Core species impact plant health by enhancing soil microbial cooperation and network complexity during community coalescence

Soil microbial communities mix and interact, a widespread phenomenon known as community coalescence. However, in the context of different coalescence degrees, the effects and potential applicability of soil mixing on plant disease resistance have not been studied. Here, we mixed soils from two habitats (healthy and diseased soils) at different mixing ratios for watermelon planting. Rhizosphere soils were collected for amplicon sequencing to study the effects of different degrees of bacterial community coalescence on plant growth and disease resistance, as well as on the characteristics, network complexity and stability of rhizosphere microbial communities. Combined with network and cohesion analyses, we found that mixing in more healthy soil reduced the plant disease index and increased biomass by improving the stability and complexity of the network; positive cohesion, reflecting degree of cooperation, was also negatively correlated with the plant disease index. The rhizosphere from healthy soils enriched the core taxa, Nitrospirillum and Singulisphaera.

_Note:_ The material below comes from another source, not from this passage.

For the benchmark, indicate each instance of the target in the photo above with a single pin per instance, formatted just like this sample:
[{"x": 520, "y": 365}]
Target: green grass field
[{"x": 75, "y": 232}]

These core taxa were significantly associated with disease suppression and important for regulating the positive cohesion and modularity of the networks. Overall, these findings revealed that the soil bacterial community coalescence enhanced the stability and complexity of the rhizobacterial network, simultaneously core taxa enhanced microbial potential cooperation and network complexity, ultimately enhancing plant health and biomass. Our results provide insights into the understanding of microbial community coalescence as a potentially effective mechanism for improving plant microbial community function and suggest promising new tools for improving plant fitness via mixing soil microbiota.

Automated summary

Soil microbial community coalescence, the mixing and interaction of microbial communities, has been found to enhance the stability and complexity of rhizobacterial networks, leading to improved plant health and biomass. This study investigated the effects of different degrees of bacterial community coalescence on plant disease resistance by mixing soils from healthy and diseased habitats for watermelon planting. The results showed that mixing in more healthy soil reduced the plant disease index and increased biomass by improving the stability and complexity of the rhizobacterial network. Core taxa Nitrospirillum and Singulisphaera were enriched in the rhizosphere from healthy soils and played important roles in disease suppression and regulating the positive cohesion and modularity of the networks. Overall, these findings provide insights into the potential mechanism of microbial community coalescence for improving plant microbial community function and suggest new tools for enhancing plant fitness via soil microbiota mixing.